NO!  I don’t think it’s ever too late to chase your dreams.  At one time, I thought I was getting too old to ever have career writing romance, but I proved to myself that my theory on that was completely false.  I waited for decades to become a writer. There are plenty of incredible authors who started or found success later in life. Laura Ingalls Wilder didn’t find success with her Little House books until she was in her mid-sixties, and the world would have lost some amazing stories if she had given up. No matter what your age might be, if you have the drive and the ability to write, it’s never too late.  In fact, I think a lot of life experience can enhance writing.

9) So many writers say that they hate reading their own work? Do you ever just sit down and curl up with your own book?

I’m one of those writers.  Once I finish and edit a book, I don’t touch it again.  Those characters and the story are imprinted on my brain.  But since I know how the story goes, I’d much rather read someone else’s.  I can’t listen to my own audios, either, even though I have an incredible narrator.  

10) I feel like writing is a remarkable tool to help people not only express themselves, but also to cope emotionally and mentally. I know for me I write to be and feel more authentic. What unique quality is there about you, about your art, that you feel represents your authenticity?

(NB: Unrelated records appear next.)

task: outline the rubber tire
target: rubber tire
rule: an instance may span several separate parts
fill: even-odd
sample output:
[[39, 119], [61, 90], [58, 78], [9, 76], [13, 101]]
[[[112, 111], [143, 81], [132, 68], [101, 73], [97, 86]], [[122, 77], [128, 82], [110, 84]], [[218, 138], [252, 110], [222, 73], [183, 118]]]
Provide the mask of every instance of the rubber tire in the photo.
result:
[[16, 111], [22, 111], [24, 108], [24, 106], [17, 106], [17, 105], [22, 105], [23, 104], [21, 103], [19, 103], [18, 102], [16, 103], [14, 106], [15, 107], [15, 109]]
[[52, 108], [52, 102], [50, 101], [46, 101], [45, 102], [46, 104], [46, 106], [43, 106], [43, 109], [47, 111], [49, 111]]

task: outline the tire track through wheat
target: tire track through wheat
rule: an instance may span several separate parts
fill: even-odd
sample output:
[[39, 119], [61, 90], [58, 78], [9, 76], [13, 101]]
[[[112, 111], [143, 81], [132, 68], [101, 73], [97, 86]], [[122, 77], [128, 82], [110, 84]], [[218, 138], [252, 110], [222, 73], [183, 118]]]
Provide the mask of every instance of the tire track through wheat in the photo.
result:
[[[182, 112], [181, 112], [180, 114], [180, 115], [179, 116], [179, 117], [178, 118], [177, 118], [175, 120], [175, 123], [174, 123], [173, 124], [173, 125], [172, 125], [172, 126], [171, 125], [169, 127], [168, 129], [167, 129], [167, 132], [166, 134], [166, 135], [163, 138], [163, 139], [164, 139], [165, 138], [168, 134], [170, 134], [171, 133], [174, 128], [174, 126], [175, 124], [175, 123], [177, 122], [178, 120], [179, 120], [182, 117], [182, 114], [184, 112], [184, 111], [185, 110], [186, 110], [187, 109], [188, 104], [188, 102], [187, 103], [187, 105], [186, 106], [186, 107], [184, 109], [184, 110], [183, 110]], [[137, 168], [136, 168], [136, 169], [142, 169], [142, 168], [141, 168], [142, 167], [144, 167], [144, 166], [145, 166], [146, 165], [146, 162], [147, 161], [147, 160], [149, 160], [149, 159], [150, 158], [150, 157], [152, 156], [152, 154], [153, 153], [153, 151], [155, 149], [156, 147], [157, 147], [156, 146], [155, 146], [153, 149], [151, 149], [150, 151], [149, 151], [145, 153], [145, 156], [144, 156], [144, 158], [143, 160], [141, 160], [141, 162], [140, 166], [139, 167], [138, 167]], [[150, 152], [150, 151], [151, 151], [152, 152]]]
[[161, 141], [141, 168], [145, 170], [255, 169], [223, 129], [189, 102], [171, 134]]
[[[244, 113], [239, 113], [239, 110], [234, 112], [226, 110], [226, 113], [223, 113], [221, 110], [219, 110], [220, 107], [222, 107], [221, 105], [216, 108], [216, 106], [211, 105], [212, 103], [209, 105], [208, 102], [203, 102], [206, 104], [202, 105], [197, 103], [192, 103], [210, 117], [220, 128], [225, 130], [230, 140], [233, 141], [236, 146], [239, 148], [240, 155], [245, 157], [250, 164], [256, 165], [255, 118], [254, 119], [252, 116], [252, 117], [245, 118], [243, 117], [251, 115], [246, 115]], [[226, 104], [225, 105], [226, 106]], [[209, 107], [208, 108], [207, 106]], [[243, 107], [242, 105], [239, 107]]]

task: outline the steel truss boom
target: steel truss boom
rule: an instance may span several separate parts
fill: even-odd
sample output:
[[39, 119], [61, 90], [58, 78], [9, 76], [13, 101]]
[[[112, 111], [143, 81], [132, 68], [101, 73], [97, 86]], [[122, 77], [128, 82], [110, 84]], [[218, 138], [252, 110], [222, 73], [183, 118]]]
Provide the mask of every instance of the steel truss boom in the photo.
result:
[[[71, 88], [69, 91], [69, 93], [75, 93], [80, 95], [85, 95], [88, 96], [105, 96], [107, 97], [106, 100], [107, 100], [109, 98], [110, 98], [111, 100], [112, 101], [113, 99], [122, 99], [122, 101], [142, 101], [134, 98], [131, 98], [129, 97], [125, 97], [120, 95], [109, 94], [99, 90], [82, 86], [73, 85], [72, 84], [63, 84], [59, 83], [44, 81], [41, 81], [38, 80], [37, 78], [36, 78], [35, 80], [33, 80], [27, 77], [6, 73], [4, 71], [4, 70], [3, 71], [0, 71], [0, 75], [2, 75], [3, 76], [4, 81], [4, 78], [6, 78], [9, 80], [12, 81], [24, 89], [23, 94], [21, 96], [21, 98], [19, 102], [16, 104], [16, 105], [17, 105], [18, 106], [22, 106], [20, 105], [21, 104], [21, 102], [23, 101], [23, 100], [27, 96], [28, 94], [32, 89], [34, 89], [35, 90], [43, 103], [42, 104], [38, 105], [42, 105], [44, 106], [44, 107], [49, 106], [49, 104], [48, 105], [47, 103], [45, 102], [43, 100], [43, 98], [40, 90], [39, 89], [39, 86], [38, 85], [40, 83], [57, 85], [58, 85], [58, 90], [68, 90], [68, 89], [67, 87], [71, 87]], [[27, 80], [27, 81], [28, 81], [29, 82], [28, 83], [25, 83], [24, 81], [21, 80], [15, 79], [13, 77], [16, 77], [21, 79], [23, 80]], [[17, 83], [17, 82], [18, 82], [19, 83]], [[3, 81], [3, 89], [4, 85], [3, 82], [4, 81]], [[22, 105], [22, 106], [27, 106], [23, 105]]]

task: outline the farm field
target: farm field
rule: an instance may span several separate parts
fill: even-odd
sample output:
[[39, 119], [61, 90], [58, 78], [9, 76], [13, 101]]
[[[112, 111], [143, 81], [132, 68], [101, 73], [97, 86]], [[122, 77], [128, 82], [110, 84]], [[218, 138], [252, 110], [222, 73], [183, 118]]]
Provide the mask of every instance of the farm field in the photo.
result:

How does writing help you to be more empowered in your purpose?

I like to write about real issues, so there is generally a social issue in every one of my books that my characters are struggling to overcome, from human trafficking to opioid addiction.  I guess my hope is that while I entertain, I can also teach within the context of the story. And let readers know that they can overcome. I do feel empowered at times because I’m able to write a story that just might help a reader cope with some kind of issue they are having.  

I’ve written through almost every tragedy in my life, including the death of my mother and my sister.  Although I don’t recommend writing through a tragedy unless you feel like you want to, I do think I was able to pour a lot of that emotion into my story to make it better and let me find release from my sadness or confusion.  

Writing is definitely one of my coping mechanisms, and there isn’t a better feeling than knowing you left a piece of yourself in every book.